Commit before async I/O: how a single enricher idled the entire PgBouncer pool
A transaction waiting on an HTTP reply is invisible in the connection pool — but it holds the slot. With twelve parallel daemons that's enough to push a whole backend to 502.
The picture looked innocent: an email enricher daemon reads a batch of candidates from the database, checks the email domains against an external validation API, writes the result back. On dev: fine. Single test runs: unremarkable. In the production cluster with twelve parallel partitions: backend 502s every few minutes.
The stack trace didn't point at the enricher — it pointed at unrelated endpoints waiting on a connection that never came. PgBouncer pool: exhausted. Yet the enricher showed only ~4 active queries on the monitor. How?
The silent killer
The code looked like this:
async def enrich_batch():
async with db.begin() as conn:
rows = await conn.execute(
"SELECT id, email FROM job_advertisement "
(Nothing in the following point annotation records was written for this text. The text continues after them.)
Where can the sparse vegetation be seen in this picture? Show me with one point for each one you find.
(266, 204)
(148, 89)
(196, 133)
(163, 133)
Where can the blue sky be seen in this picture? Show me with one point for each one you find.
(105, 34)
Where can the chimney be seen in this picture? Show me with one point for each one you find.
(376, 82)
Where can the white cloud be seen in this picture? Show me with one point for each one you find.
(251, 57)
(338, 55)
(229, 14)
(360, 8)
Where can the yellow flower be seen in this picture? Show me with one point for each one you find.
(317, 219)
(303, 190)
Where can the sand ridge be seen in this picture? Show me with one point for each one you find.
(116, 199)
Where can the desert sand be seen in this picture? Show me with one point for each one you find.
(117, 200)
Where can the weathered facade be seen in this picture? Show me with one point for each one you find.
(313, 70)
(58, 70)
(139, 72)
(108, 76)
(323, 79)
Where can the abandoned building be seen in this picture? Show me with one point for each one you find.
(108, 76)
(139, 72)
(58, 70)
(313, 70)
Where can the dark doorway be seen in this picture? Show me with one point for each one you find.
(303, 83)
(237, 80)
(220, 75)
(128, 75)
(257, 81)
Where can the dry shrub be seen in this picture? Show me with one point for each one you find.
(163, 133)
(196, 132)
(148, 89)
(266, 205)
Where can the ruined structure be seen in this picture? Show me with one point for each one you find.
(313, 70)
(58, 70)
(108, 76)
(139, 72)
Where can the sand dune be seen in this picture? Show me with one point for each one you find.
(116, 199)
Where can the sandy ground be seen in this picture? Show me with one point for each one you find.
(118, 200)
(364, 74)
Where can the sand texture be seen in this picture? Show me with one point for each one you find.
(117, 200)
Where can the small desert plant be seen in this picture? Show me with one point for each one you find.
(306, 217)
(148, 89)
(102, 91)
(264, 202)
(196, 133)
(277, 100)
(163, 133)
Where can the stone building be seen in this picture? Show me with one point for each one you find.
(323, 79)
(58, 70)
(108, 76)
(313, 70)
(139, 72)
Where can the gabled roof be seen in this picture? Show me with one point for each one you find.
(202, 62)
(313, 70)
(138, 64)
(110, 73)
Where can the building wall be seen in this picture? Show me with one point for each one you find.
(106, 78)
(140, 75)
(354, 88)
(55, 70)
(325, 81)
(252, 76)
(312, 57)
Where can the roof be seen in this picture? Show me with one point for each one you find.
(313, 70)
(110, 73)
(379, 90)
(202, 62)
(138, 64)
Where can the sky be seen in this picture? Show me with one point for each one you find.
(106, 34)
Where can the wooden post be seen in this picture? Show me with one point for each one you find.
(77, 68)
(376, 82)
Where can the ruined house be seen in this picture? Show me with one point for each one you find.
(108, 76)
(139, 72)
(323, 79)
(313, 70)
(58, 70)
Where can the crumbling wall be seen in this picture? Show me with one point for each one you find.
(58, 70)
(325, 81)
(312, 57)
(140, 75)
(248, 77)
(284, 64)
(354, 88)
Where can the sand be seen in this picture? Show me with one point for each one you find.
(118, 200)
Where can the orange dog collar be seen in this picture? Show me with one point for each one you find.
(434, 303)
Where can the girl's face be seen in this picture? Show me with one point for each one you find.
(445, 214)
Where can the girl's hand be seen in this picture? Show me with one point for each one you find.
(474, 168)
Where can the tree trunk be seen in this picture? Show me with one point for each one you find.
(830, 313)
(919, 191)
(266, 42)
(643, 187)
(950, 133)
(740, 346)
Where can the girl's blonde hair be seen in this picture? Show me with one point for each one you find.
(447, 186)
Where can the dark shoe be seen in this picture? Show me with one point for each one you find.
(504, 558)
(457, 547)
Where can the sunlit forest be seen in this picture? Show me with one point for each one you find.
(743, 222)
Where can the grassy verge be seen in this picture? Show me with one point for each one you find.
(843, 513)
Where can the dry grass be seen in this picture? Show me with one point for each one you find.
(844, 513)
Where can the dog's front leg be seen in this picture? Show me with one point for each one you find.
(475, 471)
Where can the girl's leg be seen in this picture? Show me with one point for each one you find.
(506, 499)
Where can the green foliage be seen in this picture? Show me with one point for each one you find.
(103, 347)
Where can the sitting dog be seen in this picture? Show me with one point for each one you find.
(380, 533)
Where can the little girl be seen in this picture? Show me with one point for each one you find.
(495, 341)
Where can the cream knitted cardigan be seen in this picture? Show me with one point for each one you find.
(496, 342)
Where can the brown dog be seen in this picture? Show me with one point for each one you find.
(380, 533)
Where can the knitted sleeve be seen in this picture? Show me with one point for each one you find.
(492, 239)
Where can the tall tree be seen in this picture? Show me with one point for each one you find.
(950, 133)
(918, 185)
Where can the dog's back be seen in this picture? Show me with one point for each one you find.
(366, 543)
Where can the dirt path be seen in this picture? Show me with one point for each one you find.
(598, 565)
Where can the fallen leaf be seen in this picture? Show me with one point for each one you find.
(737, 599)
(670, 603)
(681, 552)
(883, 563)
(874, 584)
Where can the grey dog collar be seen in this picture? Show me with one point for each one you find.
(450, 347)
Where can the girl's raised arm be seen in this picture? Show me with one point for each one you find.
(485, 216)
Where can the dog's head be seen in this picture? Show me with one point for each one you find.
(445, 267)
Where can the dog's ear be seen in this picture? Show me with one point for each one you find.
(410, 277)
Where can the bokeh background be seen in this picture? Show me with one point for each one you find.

"WHERE email_verified IS NULL LIMIT 200"
)
for row in rows:
# Async HTTP — 200-1200 ms per call
result = await validate_email(row.email)
await conn.execute(
"UPDATE job_advertisement SET email_verified=:v WHERE id=:id",
{"v": result, "id": row.id},
)
Problem: async with db.begin() opens a transaction and holds the connection until the block exits. Inside the block the loop calls an external API 200 times. 200 × ~500 ms = 100 seconds per batch. All that time: the connection is idle in transaction.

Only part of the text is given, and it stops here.